I reached out to put my arm around Snow, but she edged sideways out of reach. I remember wondering if people noticed my daughter snubbing me.

Gina, hovering behind and reeking of a sickeningly sweet perfume (the kind that can give you a migraine), recited the story behind the painting as if it were a recipe for minestrone.

“Lucia refuse to marry a pagan. She want to be holy. A virgin. The pagans get angry. They say she has to have sex in a brothel.”

“What is a brothel?” said Snow in quite a loud voice.

“A house of prostitution, kiddo,” said a man to a rumble of amusement.

Please don’t talk to my daughter
, I wanted to say, but that’s dangerous, isn’t it? To have a contretemps with a stranger. We were trapped too. People pressed in from behind. Everyone was listening to Gina, who, like a top, once she began, kept on until she ran down.

“They try to take Lucia. Lucia, she is like, how do you say, in cement. They bring oxen. No one can move Lucia to brothel.”

Snow, gazing up at this enormous male sexual fantasy, fiddled with the strap on her tank top, easing it off her shoulder.

“My daughter doesn’t need to know everything to appreciate an oil painting,” I told Gina, but she moved in between us.

“To punish Lucia, they take her eyes with a
forchetta
.” Gina demonstrated, working her arm as if she were prying the eye out of a whale.

“Forchetta?”
said Snow, her gaze on the painting.

“Fork,” I snapped. I fear I did snap, which is not like me. How could Gina know the word
brothel
but not
fork
? There was something sick about that painting, something evil. Something evil about Gina too. I wanted to sweep Snow right out of the church.

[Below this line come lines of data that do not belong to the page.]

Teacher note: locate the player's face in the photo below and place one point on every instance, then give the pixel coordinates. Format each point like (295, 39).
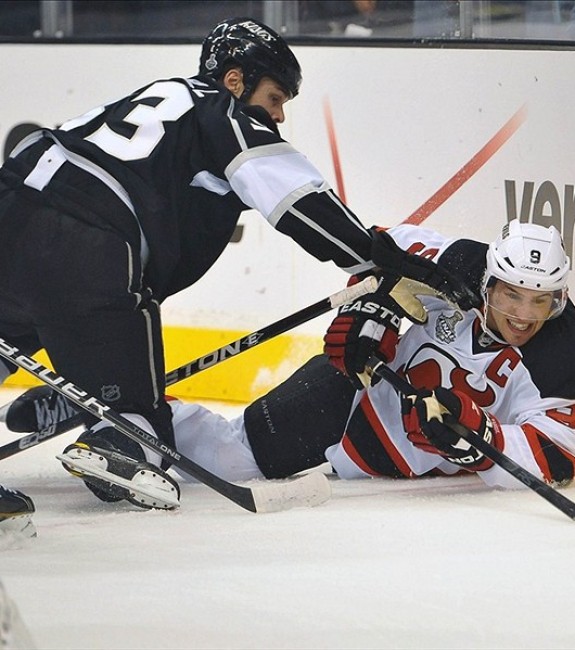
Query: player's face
(271, 96)
(517, 314)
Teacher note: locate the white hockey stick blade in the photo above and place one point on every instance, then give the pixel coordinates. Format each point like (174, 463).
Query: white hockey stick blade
(148, 488)
(310, 490)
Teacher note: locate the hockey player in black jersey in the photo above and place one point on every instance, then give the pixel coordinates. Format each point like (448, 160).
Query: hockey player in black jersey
(500, 369)
(497, 368)
(104, 217)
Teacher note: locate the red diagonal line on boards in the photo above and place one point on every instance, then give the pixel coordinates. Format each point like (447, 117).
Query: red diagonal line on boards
(334, 150)
(467, 171)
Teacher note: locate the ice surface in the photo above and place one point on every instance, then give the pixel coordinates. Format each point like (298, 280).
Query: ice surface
(435, 563)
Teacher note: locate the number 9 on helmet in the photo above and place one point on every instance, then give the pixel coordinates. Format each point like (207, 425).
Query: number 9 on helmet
(529, 256)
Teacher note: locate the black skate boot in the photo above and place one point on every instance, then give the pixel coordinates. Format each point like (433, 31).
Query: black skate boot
(16, 510)
(114, 468)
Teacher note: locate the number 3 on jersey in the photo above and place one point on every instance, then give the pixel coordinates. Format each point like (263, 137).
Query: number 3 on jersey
(175, 100)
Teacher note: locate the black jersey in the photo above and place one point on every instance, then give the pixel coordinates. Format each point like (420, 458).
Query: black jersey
(172, 166)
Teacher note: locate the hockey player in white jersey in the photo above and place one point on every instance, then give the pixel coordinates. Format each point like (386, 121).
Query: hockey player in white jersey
(500, 369)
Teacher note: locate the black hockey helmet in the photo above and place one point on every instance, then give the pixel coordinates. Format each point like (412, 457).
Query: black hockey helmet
(257, 49)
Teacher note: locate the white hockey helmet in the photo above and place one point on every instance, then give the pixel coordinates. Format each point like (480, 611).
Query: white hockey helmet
(532, 257)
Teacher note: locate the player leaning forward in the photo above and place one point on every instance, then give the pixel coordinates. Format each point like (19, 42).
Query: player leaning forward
(501, 370)
(106, 216)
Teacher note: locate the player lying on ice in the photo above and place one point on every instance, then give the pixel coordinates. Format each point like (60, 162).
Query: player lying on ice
(500, 369)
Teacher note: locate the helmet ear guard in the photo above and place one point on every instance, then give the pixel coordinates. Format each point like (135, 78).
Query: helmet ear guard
(257, 49)
(532, 257)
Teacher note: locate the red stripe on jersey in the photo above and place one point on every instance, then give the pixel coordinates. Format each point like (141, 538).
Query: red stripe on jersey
(535, 437)
(352, 452)
(532, 434)
(384, 438)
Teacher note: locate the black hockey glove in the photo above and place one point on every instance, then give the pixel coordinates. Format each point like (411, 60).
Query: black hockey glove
(406, 276)
(425, 419)
(362, 329)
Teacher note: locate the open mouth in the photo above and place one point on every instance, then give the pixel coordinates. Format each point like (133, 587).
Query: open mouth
(518, 326)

“When that not kill her, they stab her in the neck,” said Gina.

Snow sank to the floor.

“Get up,” I said. “Are you crazy?” Everyone was looking at us now. I yanked Snow’s arm. It was dead weight. A man leaned over her. I pushed him away. “Mind your own business.”

She was faking. I don’t know how I knew but I did. I slipped my arms under her, wrapped her waist, and pulled her up. She kept her legs limp. I pinched her hard. “Ouch,” she said, finally standing. I led her away from the crowd and through the church. A woman chased us. “Is she all right? Does she need water?”

“What was that? What were you doing?” I said as soon as we were outside.

Snow straightened her skirt.

“Snow, answer me.”

She looked around curiously as if the world were a fascination and I wasn’t part of it.

“Lucia visit her,” said Gina.

“Don’t do that again. It’s not funny.”

Snow murmured.

I leaned in to hear.

What she said hurt me deeply.

“We won’t need you anymore,” I told Gina.

Somehow I got us to the hotel.

Looking back, things deteriorated very quickly after that.